Poor | Fair | Good | Excellent | |
---|---|---|---|---|
Poor | 2 | 12 | 8 | 0 |
Fair | 9 | 35 | 43 | 7 |
Good | 4 | 36 | 103 | 40 |
Excellent | 1 | 8 | 36 | 22 |
As a start we may only consider the diagonal entries for the assessment of agreement.

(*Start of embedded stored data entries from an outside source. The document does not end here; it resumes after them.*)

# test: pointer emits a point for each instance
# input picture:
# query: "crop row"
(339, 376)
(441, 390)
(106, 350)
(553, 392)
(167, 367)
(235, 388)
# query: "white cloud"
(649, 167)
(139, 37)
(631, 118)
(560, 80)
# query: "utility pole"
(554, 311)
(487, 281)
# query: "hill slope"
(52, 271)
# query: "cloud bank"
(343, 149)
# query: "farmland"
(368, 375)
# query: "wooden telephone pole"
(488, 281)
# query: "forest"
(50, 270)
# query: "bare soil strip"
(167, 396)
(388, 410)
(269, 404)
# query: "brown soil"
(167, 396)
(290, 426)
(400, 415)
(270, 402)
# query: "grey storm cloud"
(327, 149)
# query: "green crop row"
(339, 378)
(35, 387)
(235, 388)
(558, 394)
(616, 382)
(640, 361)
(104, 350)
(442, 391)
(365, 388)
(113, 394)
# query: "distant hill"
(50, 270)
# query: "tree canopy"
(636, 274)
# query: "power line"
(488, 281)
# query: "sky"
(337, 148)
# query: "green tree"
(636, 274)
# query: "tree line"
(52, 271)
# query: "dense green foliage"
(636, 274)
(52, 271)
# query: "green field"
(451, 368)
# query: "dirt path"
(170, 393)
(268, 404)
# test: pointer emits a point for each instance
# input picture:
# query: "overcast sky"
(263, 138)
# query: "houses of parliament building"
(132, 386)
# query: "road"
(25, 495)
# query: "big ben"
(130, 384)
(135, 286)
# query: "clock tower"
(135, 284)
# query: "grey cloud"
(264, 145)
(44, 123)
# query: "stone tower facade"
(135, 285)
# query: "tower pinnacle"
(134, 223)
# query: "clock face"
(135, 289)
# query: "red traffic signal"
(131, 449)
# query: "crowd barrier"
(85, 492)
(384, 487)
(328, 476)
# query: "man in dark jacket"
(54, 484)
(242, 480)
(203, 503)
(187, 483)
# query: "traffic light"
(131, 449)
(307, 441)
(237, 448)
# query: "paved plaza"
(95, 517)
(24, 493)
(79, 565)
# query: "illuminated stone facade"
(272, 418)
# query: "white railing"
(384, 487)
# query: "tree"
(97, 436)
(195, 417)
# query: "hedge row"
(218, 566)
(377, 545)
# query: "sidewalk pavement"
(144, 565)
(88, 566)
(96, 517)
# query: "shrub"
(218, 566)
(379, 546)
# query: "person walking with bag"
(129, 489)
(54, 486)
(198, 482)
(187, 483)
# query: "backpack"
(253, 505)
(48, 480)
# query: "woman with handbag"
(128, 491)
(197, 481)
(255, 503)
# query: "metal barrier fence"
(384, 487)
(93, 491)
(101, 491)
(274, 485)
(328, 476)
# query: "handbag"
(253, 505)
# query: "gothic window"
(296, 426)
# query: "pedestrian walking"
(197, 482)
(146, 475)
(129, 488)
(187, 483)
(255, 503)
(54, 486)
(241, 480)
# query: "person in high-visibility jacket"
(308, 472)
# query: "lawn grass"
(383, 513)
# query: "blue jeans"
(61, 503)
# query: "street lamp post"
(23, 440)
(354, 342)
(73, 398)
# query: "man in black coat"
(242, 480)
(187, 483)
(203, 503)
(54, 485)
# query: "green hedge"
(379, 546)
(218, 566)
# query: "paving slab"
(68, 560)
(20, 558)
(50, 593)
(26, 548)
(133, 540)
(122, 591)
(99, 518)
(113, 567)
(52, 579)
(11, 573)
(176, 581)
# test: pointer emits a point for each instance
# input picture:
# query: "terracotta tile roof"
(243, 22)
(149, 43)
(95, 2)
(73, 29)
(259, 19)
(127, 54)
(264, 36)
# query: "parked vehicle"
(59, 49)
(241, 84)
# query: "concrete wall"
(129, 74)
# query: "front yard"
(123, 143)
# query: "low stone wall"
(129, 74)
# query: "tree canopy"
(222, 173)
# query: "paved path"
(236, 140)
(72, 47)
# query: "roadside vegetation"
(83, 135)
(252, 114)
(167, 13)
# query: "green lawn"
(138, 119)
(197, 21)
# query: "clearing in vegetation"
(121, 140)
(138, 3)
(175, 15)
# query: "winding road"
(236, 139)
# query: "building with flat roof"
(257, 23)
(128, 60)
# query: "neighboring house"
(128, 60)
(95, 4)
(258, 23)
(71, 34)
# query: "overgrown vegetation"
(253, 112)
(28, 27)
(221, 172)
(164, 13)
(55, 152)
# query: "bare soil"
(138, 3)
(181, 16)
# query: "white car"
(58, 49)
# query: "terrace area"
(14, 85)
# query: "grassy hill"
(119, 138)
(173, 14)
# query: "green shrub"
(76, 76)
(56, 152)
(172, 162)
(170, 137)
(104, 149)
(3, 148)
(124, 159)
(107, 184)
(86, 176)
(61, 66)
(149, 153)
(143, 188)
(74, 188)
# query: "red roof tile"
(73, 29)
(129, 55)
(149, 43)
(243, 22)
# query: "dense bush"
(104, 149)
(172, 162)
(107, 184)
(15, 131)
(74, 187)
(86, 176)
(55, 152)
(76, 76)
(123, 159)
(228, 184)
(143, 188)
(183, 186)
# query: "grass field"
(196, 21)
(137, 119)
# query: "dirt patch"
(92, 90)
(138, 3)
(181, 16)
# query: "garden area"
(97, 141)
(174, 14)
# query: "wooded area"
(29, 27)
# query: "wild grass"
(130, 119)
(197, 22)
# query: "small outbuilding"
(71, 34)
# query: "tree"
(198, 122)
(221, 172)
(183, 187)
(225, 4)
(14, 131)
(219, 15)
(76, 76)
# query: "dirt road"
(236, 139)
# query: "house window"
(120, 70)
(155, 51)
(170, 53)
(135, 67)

This is unweighted kappa, calculated with \[\begin{eqnarray*} p_\mathrm{obs}= \sum_{i=1}^{k} p_{ii}, \\ p_\mathrm{exp}= \sum_{i = 1}^k p_{i\cdot} p_{\cdot i} \end{eqnarray*}\] where \(k\) is the number of categories, \(p_{ij}\) is the observed relative frequency in cell (\(i\), \(j\)), while \(p_{i\cdot}\) and \(p_{\cdot i}\) are the corresponding row and column sums.

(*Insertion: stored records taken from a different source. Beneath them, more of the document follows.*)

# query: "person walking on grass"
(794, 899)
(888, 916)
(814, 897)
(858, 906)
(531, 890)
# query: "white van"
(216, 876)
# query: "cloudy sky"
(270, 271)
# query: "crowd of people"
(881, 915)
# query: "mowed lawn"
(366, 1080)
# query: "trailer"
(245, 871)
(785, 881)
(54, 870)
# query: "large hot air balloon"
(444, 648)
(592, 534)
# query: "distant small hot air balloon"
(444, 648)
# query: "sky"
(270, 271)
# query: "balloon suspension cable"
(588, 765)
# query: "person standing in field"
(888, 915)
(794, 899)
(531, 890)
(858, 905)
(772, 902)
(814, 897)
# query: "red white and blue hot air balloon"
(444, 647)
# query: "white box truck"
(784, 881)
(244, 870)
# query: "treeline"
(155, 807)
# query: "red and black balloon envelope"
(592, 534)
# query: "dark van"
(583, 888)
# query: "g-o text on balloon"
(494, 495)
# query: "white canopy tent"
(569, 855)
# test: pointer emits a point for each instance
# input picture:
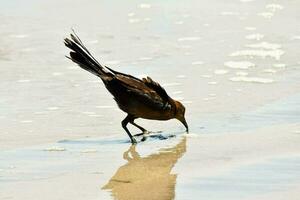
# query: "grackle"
(139, 98)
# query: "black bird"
(139, 98)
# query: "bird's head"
(180, 112)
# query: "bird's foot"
(145, 132)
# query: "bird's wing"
(146, 90)
(157, 88)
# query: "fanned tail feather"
(84, 58)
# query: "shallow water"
(234, 65)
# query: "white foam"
(170, 84)
(88, 113)
(57, 73)
(131, 14)
(95, 115)
(264, 45)
(208, 98)
(206, 76)
(20, 36)
(239, 64)
(296, 37)
(221, 71)
(276, 54)
(179, 98)
(240, 73)
(249, 28)
(52, 108)
(251, 79)
(274, 7)
(89, 151)
(188, 39)
(255, 36)
(212, 83)
(112, 62)
(186, 15)
(93, 42)
(181, 76)
(178, 22)
(279, 65)
(229, 13)
(26, 121)
(177, 92)
(145, 58)
(267, 15)
(198, 63)
(23, 81)
(272, 71)
(55, 148)
(134, 20)
(144, 5)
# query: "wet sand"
(233, 64)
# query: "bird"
(139, 98)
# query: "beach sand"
(234, 65)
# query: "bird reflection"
(147, 177)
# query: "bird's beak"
(185, 124)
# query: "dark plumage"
(138, 98)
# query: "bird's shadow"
(152, 136)
(147, 177)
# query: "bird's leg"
(144, 131)
(124, 125)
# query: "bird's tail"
(84, 58)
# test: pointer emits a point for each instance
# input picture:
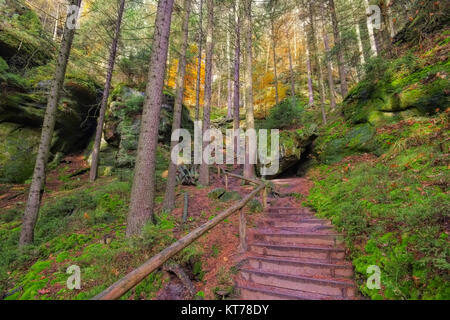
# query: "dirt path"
(294, 255)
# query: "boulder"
(18, 147)
(123, 121)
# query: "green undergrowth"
(85, 227)
(393, 209)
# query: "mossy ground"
(394, 209)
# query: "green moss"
(216, 193)
(390, 210)
(255, 206)
(230, 196)
(18, 147)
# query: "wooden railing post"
(123, 285)
(264, 198)
(242, 231)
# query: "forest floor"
(82, 223)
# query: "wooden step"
(253, 291)
(296, 266)
(289, 216)
(299, 238)
(296, 223)
(297, 251)
(336, 288)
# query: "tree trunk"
(391, 20)
(237, 56)
(360, 46)
(309, 71)
(329, 67)
(373, 44)
(204, 168)
(38, 181)
(340, 55)
(275, 75)
(143, 190)
(229, 85)
(181, 72)
(317, 62)
(291, 71)
(104, 103)
(55, 30)
(249, 169)
(199, 63)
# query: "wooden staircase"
(294, 255)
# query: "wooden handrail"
(122, 286)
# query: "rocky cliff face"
(122, 126)
(25, 78)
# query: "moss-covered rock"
(22, 107)
(216, 193)
(255, 206)
(21, 28)
(230, 196)
(18, 147)
(293, 144)
(123, 121)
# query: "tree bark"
(38, 180)
(360, 46)
(55, 30)
(373, 44)
(204, 168)
(101, 118)
(143, 190)
(329, 67)
(317, 62)
(309, 71)
(249, 169)
(172, 175)
(274, 56)
(229, 85)
(291, 70)
(199, 63)
(340, 55)
(237, 56)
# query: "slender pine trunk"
(172, 175)
(360, 46)
(309, 71)
(317, 62)
(237, 57)
(329, 68)
(373, 44)
(199, 63)
(38, 181)
(204, 167)
(340, 51)
(249, 169)
(274, 56)
(143, 190)
(291, 71)
(55, 30)
(101, 118)
(229, 85)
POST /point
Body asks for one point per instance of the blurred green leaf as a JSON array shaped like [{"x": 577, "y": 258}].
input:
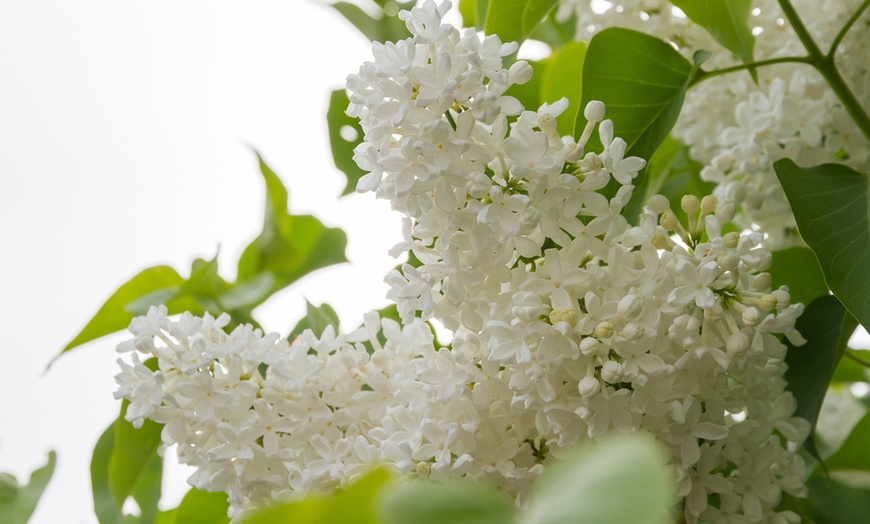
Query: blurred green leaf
[
  {"x": 316, "y": 319},
  {"x": 853, "y": 454},
  {"x": 198, "y": 507},
  {"x": 829, "y": 203},
  {"x": 642, "y": 81},
  {"x": 563, "y": 77},
  {"x": 832, "y": 502},
  {"x": 726, "y": 21},
  {"x": 132, "y": 469},
  {"x": 827, "y": 328},
  {"x": 157, "y": 283},
  {"x": 458, "y": 501},
  {"x": 290, "y": 246},
  {"x": 514, "y": 20},
  {"x": 356, "y": 504},
  {"x": 384, "y": 29},
  {"x": 345, "y": 133},
  {"x": 672, "y": 172},
  {"x": 473, "y": 13},
  {"x": 105, "y": 507},
  {"x": 622, "y": 479},
  {"x": 17, "y": 503},
  {"x": 798, "y": 268}
]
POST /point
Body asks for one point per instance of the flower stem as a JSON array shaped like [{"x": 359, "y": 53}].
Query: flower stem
[
  {"x": 751, "y": 65},
  {"x": 828, "y": 69}
]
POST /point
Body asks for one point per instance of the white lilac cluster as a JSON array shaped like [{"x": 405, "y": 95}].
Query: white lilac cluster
[
  {"x": 568, "y": 323},
  {"x": 737, "y": 128}
]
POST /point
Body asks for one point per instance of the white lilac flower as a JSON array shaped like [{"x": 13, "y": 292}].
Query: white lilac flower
[
  {"x": 737, "y": 128},
  {"x": 567, "y": 323}
]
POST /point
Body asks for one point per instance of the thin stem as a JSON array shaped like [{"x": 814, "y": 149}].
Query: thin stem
[
  {"x": 845, "y": 29},
  {"x": 851, "y": 354},
  {"x": 750, "y": 65},
  {"x": 825, "y": 65}
]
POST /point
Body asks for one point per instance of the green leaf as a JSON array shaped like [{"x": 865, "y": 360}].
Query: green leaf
[
  {"x": 853, "y": 454},
  {"x": 290, "y": 246},
  {"x": 458, "y": 501},
  {"x": 316, "y": 319},
  {"x": 726, "y": 21},
  {"x": 131, "y": 468},
  {"x": 17, "y": 503},
  {"x": 830, "y": 202},
  {"x": 798, "y": 268},
  {"x": 155, "y": 283},
  {"x": 642, "y": 82},
  {"x": 622, "y": 479},
  {"x": 105, "y": 507},
  {"x": 383, "y": 29},
  {"x": 199, "y": 507},
  {"x": 827, "y": 328},
  {"x": 514, "y": 20},
  {"x": 563, "y": 77},
  {"x": 345, "y": 133},
  {"x": 832, "y": 502},
  {"x": 473, "y": 13}
]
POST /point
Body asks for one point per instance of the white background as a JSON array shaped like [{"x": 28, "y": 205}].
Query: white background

However, agreement for ordinal variables is better based on the weighted \(\kappa_w\) with weights of agreement \(w_{ij}\):
\[\begin{eqnarray*} p_\mathrm{obs}&=& \sum_{i=1}^{k}\sum_{j=1}^{k} w_{ij}p_{ij}, \\ p_\mathrm{exp}&=& \sum_{i = 1}^k\sum_{j=1}^{k} w_{ij}p_{i \cdot} p_{\cdot j}, \\ \kappa_w &=& \frac{p_\mathrm{obs}-p_\mathrm{exp}}{1-p_\mathrm{exp}}. \end{eqnarray*}\] The standard error of \(\kappa_w\) is also available.

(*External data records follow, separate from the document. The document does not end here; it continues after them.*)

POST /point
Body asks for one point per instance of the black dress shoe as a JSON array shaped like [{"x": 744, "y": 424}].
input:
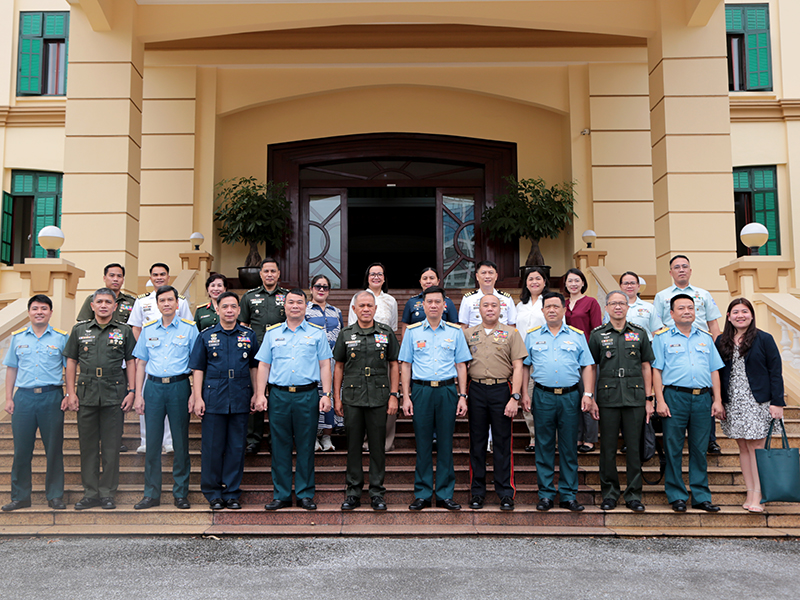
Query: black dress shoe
[
  {"x": 679, "y": 506},
  {"x": 419, "y": 504},
  {"x": 85, "y": 503},
  {"x": 57, "y": 504},
  {"x": 15, "y": 504},
  {"x": 608, "y": 504},
  {"x": 306, "y": 503},
  {"x": 572, "y": 505},
  {"x": 635, "y": 506},
  {"x": 449, "y": 504},
  {"x": 351, "y": 503},
  {"x": 147, "y": 502},
  {"x": 278, "y": 504}
]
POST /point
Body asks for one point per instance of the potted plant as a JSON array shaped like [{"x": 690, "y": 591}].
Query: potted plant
[
  {"x": 532, "y": 210},
  {"x": 255, "y": 213}
]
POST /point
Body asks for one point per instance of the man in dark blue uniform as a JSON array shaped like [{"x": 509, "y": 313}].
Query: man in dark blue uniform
[{"x": 225, "y": 356}]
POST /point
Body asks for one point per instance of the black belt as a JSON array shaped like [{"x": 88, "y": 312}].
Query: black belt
[
  {"x": 173, "y": 379},
  {"x": 692, "y": 391},
  {"x": 294, "y": 388},
  {"x": 441, "y": 383},
  {"x": 44, "y": 389},
  {"x": 556, "y": 391}
]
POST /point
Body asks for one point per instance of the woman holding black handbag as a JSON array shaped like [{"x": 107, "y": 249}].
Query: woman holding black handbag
[{"x": 752, "y": 389}]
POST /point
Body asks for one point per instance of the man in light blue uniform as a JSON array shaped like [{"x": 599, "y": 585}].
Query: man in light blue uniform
[
  {"x": 686, "y": 366},
  {"x": 558, "y": 357},
  {"x": 35, "y": 363},
  {"x": 163, "y": 350},
  {"x": 433, "y": 357},
  {"x": 294, "y": 356},
  {"x": 706, "y": 312}
]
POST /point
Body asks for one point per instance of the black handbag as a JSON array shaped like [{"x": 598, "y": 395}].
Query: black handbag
[{"x": 778, "y": 470}]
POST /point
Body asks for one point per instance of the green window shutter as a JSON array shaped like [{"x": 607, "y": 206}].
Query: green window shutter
[{"x": 7, "y": 228}]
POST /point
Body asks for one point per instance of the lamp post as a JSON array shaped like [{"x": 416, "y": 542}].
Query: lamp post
[
  {"x": 51, "y": 238},
  {"x": 754, "y": 235}
]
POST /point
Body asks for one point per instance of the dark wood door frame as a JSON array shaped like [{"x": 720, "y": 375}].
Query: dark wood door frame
[{"x": 284, "y": 162}]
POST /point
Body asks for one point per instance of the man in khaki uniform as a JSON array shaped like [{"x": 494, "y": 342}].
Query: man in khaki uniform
[
  {"x": 104, "y": 391},
  {"x": 495, "y": 375}
]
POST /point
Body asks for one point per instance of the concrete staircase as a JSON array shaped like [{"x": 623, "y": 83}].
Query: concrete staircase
[{"x": 659, "y": 520}]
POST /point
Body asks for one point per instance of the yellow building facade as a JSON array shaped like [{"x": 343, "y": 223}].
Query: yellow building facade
[{"x": 394, "y": 113}]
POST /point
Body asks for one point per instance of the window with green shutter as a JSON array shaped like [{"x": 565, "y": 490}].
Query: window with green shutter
[
  {"x": 756, "y": 200},
  {"x": 749, "y": 58},
  {"x": 34, "y": 202},
  {"x": 42, "y": 60}
]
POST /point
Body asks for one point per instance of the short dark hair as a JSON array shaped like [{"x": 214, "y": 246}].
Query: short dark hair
[
  {"x": 525, "y": 294},
  {"x": 111, "y": 266},
  {"x": 297, "y": 292},
  {"x": 269, "y": 259},
  {"x": 579, "y": 273},
  {"x": 104, "y": 292},
  {"x": 677, "y": 256},
  {"x": 434, "y": 289},
  {"x": 549, "y": 295},
  {"x": 42, "y": 299},
  {"x": 214, "y": 277},
  {"x": 224, "y": 295},
  {"x": 163, "y": 265},
  {"x": 679, "y": 297},
  {"x": 165, "y": 289}
]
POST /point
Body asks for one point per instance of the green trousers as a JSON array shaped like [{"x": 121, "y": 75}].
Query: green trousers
[
  {"x": 691, "y": 418},
  {"x": 630, "y": 418},
  {"x": 100, "y": 434},
  {"x": 434, "y": 410},
  {"x": 293, "y": 417},
  {"x": 359, "y": 420},
  {"x": 31, "y": 412}
]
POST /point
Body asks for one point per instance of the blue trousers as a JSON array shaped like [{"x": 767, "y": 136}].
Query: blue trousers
[
  {"x": 556, "y": 413},
  {"x": 31, "y": 412},
  {"x": 691, "y": 418},
  {"x": 172, "y": 400}
]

Common choices for the weight are quadratic and linear weights.
- Quadratic weights:
## Poor Fair Good Excellent
## Poor 1.00 0.89 0.56 0.00
## Fair 0.89 1.00 0.89 0.56
## Good 0.56 0.89 1.00 0.89
## Excellent 0.00 0.56 0.89 1.00
- Linear weights:
## Poor Fair Good Excellent
## Poor 1.00 0.67 0.33 0.00
## Fair 0.67 1.00 0.67 0.33
## Good 0.33 0.67 1.00 0.67
## Excellent 0.00 0.33 0.67 1.00
Example 3.6 (continued) Analysing agreement of the health assessments from Table 3.6 with the unweighted and weighted \(\kappa\):
## Call: cohen.kappa1(x = x, w = w, n.obs = n.obs, alpha = alpha, levels = levels,
## w.exp = w.exp)
##
## Cohen Kappa and Weighted Kappa correlation coefficients and confidence boundaries
## lower estimate upper
## unweighted kappa 0.053 0.13 0.20
## weighted kappa 0.266 0.35 0.44
##
## Number of subjects = 366
The function cohen.kappa()
uses quadratic weights as default. The weighted \(\kappa_w\) turns out to be
larger than the unweighted \(\kappa\).
3.5 Additional references
Literature on this topic includes Chapter 13 in Douglas G. Altman et al. (2000) and Chapter 20 on clinical measurements in M. Bland (2015). Methodological discussions can be found in the Statistics Notes Douglas G. Altman and Bland (1996a), Douglas G. Altman and Bland (1996b), and Douglas G. Altman and Bland (1996c). Studies where the methods from this chapter are used in practice are for example Islami et al. (2009), Little et al. (2002), and Spector et al. (1995).